“Meditate che questo è stato”

"Se comprendere è impossibile, conoscere è necessario". Primo Levi nel giorno della Memoria

Dal discorso di Trieste in cui Mussolini annuncia le leggi razziali al processo ad Adolf Eichmann. Nel Giorno della Memoria il monito di Primo Levi accompagna questo speciale viaggio nell’Archivio

Il 27 gennaio del 1945 le truppe sovietiche liberano il campo di concentramento di Auschwitz. Si trovarono davanti circa 7000 prigionieri ancora in vita in condizioni gravissime sia fisiche che psicologiche, condizioni che segnarono, per molti di loro, il resto della vita.

Il 20 luglio del 2000 il Parlamento italiano approva che in quella data venga istituito il Giorno della memoria: “La Repubblica italiana riconosce il giorno 27 gennaio, data dell’abbattimento dei cancelli di Auschwitz, “Giorno della Memoria”, al fine di ricordare la Shoah (sterminio del popolo ebraico), le leggi razziali, la persecuzione italiana dei cittadini ebrei, gli italiani che hanno subìto la deportazione, la prigionia, la morte, nonché coloro che, anche in campi e schieramenti diversi, si sono opposti al progetto di sterminio, ed a rischio della propria vita hanno salvato altre vite e protetto i perseguitati“.

Ogni anno, da allora, il 27 gennaio, si celebra il Giorno della memoria. Ed è fondamentale perché come disse Primo Levi e come instancabolmente continua a ricordarci Liliana Segre: “Se comprendere è impossibile, conoscere è necessario“.

Nell’Archivio Luce sono pochissimi i documenti dell’era fascista che raccontano la legislazione razziale, come se il regime avesse voluto lasciare questo aspetto della propaganda alla carta stampata.

Suscitano sicuramente inquietudine le parole del Giornale Luce del 1941: “Varsavia ha ripreso il suo aspetto normale. Speciali carrozze tranviarie sono riservate agli ebrei“. Ma sono eccezioni.

La questione ebrea sarà affrontata nei cinegiornali soltanto nel dopoguerra: nel Notiziario Nuova Luce, testata uscita tra il 1945 e il 1947, ci sono due servizi, entrambi del 1946: il primo dedicato a padre Maria Benedetto, che si è fatto promotore dello schedario mondiale dei dispersi europei, e il secondo che ci parla di una scuola per profughi ebrei scampati ai campi di concentramento che si è aperta a Fano.

Lo stato ebraico sorgerà in Palestina, dopo la decisione dell’ONU, e gli ebrei romani festeggiano all’arco di Tito. Intanto molti degli scampati alle persecuzioni lasciano l’Europa diretti verso Israele.

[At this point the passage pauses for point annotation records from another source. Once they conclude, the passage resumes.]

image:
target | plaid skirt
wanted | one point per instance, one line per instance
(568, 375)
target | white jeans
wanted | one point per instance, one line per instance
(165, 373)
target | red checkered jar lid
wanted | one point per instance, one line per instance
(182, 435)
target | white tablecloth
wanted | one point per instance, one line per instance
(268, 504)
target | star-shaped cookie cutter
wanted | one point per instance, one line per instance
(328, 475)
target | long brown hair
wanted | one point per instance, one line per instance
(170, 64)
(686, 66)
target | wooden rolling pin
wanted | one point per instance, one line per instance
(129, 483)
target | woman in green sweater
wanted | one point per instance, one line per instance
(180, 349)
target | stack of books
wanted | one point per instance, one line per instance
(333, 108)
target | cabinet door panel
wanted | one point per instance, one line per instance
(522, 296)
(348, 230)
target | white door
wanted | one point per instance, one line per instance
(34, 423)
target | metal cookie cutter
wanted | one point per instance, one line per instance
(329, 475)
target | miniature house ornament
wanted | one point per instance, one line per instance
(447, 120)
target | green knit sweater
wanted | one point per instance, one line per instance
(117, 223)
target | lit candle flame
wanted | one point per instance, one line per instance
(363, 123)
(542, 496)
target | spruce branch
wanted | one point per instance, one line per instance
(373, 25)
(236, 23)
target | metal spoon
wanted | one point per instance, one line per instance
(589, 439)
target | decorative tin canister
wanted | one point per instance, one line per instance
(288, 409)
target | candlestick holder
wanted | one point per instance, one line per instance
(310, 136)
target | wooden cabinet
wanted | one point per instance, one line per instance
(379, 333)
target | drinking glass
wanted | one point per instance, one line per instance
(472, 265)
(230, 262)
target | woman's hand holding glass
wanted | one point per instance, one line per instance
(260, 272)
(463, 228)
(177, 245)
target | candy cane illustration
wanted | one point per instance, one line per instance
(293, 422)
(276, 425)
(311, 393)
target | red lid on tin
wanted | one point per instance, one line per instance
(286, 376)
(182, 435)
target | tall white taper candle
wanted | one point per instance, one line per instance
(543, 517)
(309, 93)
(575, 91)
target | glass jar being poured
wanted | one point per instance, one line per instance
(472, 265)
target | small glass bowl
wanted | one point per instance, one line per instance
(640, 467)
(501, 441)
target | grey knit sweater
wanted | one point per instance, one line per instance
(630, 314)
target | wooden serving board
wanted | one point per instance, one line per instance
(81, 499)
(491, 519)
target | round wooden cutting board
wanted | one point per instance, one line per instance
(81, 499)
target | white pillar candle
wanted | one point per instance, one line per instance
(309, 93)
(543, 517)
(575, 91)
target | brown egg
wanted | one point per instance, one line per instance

Già dal 1958 però lo spettro dell’antisemitismo torna ad aleggiare sull’Europa: a Roma viene imbrattata la lapide della Sinagoga su cui sono riportati i nomi dei cittadini romani di religione ebraica trucidati dai nazi-fascisti mentre in Germania viene arrestato e processato per direttissima un uomo accusato di aver inneggiato a Hitler in un ristorante di Berlino ovest.

Nel 1960, sempre a Roma si svolge un convegno sull’antisemitismo e nel 1963 viene celebrato il ventennale della rivolta nel ghetto di Varsavia.

Un ultimo servizio, del 1976, racconta di una manifestazione a Roma delle comunità ebraiche che protestano per la scarcerazione, per motivi di salute, del criminale nazista Herbert Kappler, che l’anno successivo riuscì ad evadere dall’ospedale militare del Celio e a tornare in Germania.